Appropriate use of "raw" and "raw_skyTile" tables in mappers

Mappers suffer from a lot of cargo-culting, and one aspect that seems particularly susceptible to that are the “table” entries, which seem to take values of either “raw” or “raw_skyType”. I think these are related to either the registry or source association, and I’m curious which datasets (if any) should have these set. I’m guessing we should have at least one of them for all datasets with data ID keys similar to those of raw data (for which registry lookup applies), and none for the rest?

raw_skyTile is an old (> 5 years?) mechanism for giving the CameraMapper some spatial awareness. I believe it was used for the Association Pipeline (ap) product. I believe support for it is still built into the CameraMapper, but we don’t use it (at least, it’s not populated by the ingestImages.py script). I believe you can drop it universally, and use only raw for datasets that care about visit, ccd and the like.

1 Like

Paul is correct. (I think Jim can mark his response as a “best answer”?)

Follow-up question: HSC also uses raw_visit. Is this still useful?

obs_decam still uses raw_visit afaik.

The raw_visit table in the registry is built by ingestImages.py from the raw table. Currently, there’s nothing in the raw_visit table that’s not in the raw table (@rhl has pointed out that this is rather a waste of space and that the schema should be normalised), but we can’t just drop it because daf_butlerUtils is looking for it explicitly. ingestImages.py could be refactored to store visit-level metadata in the raw_visit table rather than just dumping it all in the raw table.

So, bottom line: as things stand at the moment (because of the duplication between raw and raw_visit), I don’t think we gain anything by including it in the various mappings, but it doesn’t hurt to keep it and keeping it may save some work if ingestImages.py is ever refactored to do things more correctly.

“raw_visit” was meant to be a smaller, subsetted table that enabled rapid lookups based only on visit-level information, not including CCD or other information.
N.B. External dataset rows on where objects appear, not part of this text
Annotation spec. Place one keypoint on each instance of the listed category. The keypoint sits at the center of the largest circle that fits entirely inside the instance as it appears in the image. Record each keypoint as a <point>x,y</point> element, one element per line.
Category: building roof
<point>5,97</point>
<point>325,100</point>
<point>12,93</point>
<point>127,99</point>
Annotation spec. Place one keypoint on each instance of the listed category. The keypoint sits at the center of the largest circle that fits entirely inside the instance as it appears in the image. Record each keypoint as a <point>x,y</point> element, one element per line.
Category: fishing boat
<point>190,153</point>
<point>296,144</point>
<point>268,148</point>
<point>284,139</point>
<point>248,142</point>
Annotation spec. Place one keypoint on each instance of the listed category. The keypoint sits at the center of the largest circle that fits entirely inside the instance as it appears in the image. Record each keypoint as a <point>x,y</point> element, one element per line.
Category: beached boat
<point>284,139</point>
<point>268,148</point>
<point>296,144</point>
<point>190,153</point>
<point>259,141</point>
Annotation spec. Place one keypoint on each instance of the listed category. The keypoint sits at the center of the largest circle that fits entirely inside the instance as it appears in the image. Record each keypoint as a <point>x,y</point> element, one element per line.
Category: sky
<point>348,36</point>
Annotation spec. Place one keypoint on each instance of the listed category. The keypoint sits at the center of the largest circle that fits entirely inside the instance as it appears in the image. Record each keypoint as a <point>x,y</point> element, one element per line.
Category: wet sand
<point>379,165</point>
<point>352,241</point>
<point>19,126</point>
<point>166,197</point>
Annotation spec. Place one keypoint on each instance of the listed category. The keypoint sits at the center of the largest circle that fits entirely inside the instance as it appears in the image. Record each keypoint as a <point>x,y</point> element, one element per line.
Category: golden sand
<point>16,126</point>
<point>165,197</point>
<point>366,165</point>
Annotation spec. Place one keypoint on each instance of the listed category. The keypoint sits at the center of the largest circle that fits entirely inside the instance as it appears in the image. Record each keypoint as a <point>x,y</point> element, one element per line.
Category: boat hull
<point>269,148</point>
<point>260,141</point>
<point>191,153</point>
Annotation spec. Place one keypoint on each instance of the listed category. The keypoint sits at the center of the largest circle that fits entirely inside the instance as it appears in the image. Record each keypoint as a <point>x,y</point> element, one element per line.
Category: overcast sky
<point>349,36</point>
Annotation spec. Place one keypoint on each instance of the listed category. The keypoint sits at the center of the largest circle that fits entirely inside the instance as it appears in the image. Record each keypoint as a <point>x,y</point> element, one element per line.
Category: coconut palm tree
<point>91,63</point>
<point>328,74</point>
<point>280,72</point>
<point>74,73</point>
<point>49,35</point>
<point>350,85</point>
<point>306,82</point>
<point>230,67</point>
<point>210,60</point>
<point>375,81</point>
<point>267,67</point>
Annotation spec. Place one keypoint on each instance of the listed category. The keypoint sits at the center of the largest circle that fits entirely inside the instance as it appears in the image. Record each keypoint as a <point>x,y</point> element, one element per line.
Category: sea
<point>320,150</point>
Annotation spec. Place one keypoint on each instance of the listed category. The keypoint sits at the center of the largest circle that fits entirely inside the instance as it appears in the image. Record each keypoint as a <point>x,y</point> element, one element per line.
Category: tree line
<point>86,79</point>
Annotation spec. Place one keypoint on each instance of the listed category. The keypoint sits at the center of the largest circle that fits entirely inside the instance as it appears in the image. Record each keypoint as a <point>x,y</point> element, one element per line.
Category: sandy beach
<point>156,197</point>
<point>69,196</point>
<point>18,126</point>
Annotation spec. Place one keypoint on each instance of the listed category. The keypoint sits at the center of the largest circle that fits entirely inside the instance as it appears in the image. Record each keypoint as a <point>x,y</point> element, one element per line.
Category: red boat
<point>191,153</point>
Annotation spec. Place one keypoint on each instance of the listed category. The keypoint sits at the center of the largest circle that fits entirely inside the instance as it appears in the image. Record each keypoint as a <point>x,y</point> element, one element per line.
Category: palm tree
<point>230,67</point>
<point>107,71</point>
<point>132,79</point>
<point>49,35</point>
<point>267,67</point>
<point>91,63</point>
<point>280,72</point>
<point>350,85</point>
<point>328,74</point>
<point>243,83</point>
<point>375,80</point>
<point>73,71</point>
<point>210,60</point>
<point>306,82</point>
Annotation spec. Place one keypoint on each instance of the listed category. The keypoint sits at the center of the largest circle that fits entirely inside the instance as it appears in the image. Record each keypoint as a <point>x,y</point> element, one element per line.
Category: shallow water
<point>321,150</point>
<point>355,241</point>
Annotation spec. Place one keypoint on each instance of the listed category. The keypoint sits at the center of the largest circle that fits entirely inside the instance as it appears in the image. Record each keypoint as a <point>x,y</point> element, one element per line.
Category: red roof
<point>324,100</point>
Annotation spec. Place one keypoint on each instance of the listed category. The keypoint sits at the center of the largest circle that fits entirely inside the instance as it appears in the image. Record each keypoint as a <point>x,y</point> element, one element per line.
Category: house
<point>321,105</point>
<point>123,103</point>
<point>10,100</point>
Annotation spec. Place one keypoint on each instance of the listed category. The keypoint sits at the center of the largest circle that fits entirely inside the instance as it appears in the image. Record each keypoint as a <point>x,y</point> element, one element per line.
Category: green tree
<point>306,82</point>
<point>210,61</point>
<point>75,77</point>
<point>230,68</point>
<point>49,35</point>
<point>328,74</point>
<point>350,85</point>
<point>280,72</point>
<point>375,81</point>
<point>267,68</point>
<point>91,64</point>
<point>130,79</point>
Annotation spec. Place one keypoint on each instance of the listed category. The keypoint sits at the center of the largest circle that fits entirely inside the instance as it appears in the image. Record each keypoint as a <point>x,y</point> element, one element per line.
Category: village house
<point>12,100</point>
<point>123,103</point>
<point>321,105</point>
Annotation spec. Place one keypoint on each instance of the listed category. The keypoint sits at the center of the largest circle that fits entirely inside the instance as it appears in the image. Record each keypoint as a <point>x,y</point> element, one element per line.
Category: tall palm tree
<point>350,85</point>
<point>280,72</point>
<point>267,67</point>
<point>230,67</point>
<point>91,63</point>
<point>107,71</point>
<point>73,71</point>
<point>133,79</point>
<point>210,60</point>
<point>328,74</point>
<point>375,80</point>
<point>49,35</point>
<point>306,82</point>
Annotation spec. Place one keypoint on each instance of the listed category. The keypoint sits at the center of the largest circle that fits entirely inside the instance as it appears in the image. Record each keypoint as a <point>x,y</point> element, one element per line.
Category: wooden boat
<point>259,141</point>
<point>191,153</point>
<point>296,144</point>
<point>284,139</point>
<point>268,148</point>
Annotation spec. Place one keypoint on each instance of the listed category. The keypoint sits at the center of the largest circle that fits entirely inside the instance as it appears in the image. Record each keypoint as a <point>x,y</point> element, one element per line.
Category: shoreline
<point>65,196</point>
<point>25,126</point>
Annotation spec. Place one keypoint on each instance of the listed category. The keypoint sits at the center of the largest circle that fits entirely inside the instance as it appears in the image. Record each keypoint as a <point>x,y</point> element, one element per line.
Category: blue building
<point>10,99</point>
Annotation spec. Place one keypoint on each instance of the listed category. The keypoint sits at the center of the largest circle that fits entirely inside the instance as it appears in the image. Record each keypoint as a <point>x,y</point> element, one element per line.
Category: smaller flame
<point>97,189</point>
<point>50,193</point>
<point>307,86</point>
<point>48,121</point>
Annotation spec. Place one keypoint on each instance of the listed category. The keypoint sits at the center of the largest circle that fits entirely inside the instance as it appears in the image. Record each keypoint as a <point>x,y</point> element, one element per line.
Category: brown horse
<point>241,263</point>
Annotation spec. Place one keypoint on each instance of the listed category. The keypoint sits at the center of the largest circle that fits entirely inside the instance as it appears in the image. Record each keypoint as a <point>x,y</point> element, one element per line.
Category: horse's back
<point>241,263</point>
This is primarily useful for optimizing the finding of associated calibration information, in which case it provides a substantial speedup.

Duplication of data wasn’t a problem previously, but it could possibly be ameliorated by making “raw” into a view that joins the visit/ccd information with the “raw_visit” contents.

Is there any specification of the schema for these tables? When @price built them for HSC I think he just added anything that might be interesting (and then balked at adding some extra visits because the sqlite was already slow and the files were enormous).

Is this being addressed as part of obs_base?

The only columns that should be in “raw_visit” are those used to identify the visit (usually just visit id, filter if SDSS since there is more than one filter per visit) and those used to look up calibration information, which by default is just the filter, observation time and exposure length but could include others if specified in the policy for particular calibration datasets. Anything else does not assist the Butler.

“raw” should include columns that might be used in identifying a dataset (i.e. used in a data id or in a path template). Again, any other metadata does not assist the Butler.

Creation of these tables was the responsibility of the genInputRegistry.py scripts in each obs_* package. My understanding is that this has been replaced by a more generic “ingest” system, so there should be no need for this to be part of obs_base.

The more generic system being in pipe_drivers (what a terrible name!)?